2024년 11월 26일
Self-Generated Critiques Boost Reward Modeling for Language Models
(Yue Yu, Zhengxing Chen, Aston Zhang, Liang Tan, Chenguang Zhu, Richard Yuanzhe Pang, Yundi Qian, Xuewei Wang, Suchin Gururangan, Chao Zhang, Melanie Kambadur, Dhruv Mahajan, Rui Hou)
Reward modeling is crucial for aligning large language models (LLMs) with human preferences, especially in reinforcement learning from human feedback (RLHF). However, current reward models mainly produce scalar scores and struggle to incorporate critiques in a natural language format. We hypothesize that predicting both critiques and the scalar reward would improve reward modeling ability. Motivated by this, we propose Critic-RM, a framework that improves reward models using self-generated critiques without extra supervision. Critic-RM employs a two-stage process: generating and filtering high-quality critiques, followed by joint fine-tuning on reward prediction and critique generation. Experiments across benchmarks show that Critic-RM improves reward modeling accuracy by 3.7%-7.3% compared to standard reward models and LLM judges, demonstrating strong performance and data efficiency. Additional studies further validate the effectiveness of generated critiques in rectifying flawed reasoning steps with 2.5%-3.2% gains in improving reasoning accuracy.
Critique을 생성하는 Reward Model. Reward Score 예측 + Critique을 생성한 다음 Preference Label을 사용한 필터링과 LLM을 사용한 개선 결과를 사용해 Critique 학습.
A reward model that generates critiques. Trained model to predicts reward scores and generates critiques, utilizing preference labels for filtering and LLM based refinement on samples critiques from the model.
#reward-model
Predicting Emergent Capabilities by Finetuning
(Charlie Snell, Eric Wallace, Dan Klein, Sergey Levine)

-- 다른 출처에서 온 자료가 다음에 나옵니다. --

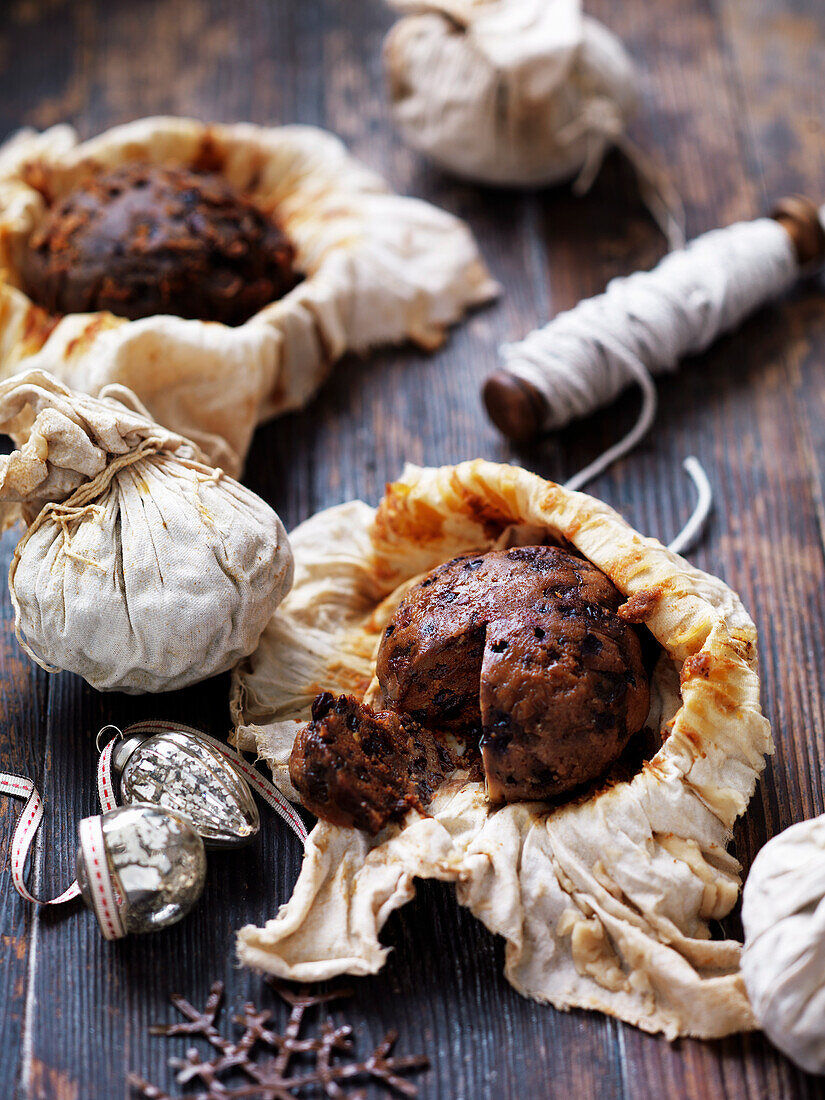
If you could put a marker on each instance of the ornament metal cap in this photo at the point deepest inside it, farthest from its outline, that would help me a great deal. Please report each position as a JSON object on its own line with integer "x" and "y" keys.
{"x": 178, "y": 769}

A fundamental open challenge in modern LLM scaling is the lack of understanding around emergent capabilities. In particular, language model pretraining loss is known to be highly predictable as a function of compute. However, downstream capabilities are far less predictable -- sometimes even exhibiting emergent jumps -- which makes it challenging to anticipate the capabilities of future models. In this work, we first pose the task of emergence prediction: given access to current LLMs that have random few-shot accuracy on a task, can we predict whether future models (GPT-N+1) will have non-trivial accuracy on that task? We then discover a simple insight for this problem: finetuning LLMs on a given task can shift the point in scaling at which emergence occurs towards less capable models. To operationalize this insight, we can finetune LLMs with varying amounts of data and fit a parametric function that predicts when emergence will occur (i.e., "emergence laws"). We validate this approach using four standard NLP benchmarks where large-scale open-source LLMs already demonstrate emergence (MMLU, GSM8K, CommonsenseQA, and CoLA). Using only small-scale LLMs, we find that, in some cases, we can accurately predict whether models trained with up to 4x more compute have emerged. Finally, we present a case study of two realistic uses for emergence prediction.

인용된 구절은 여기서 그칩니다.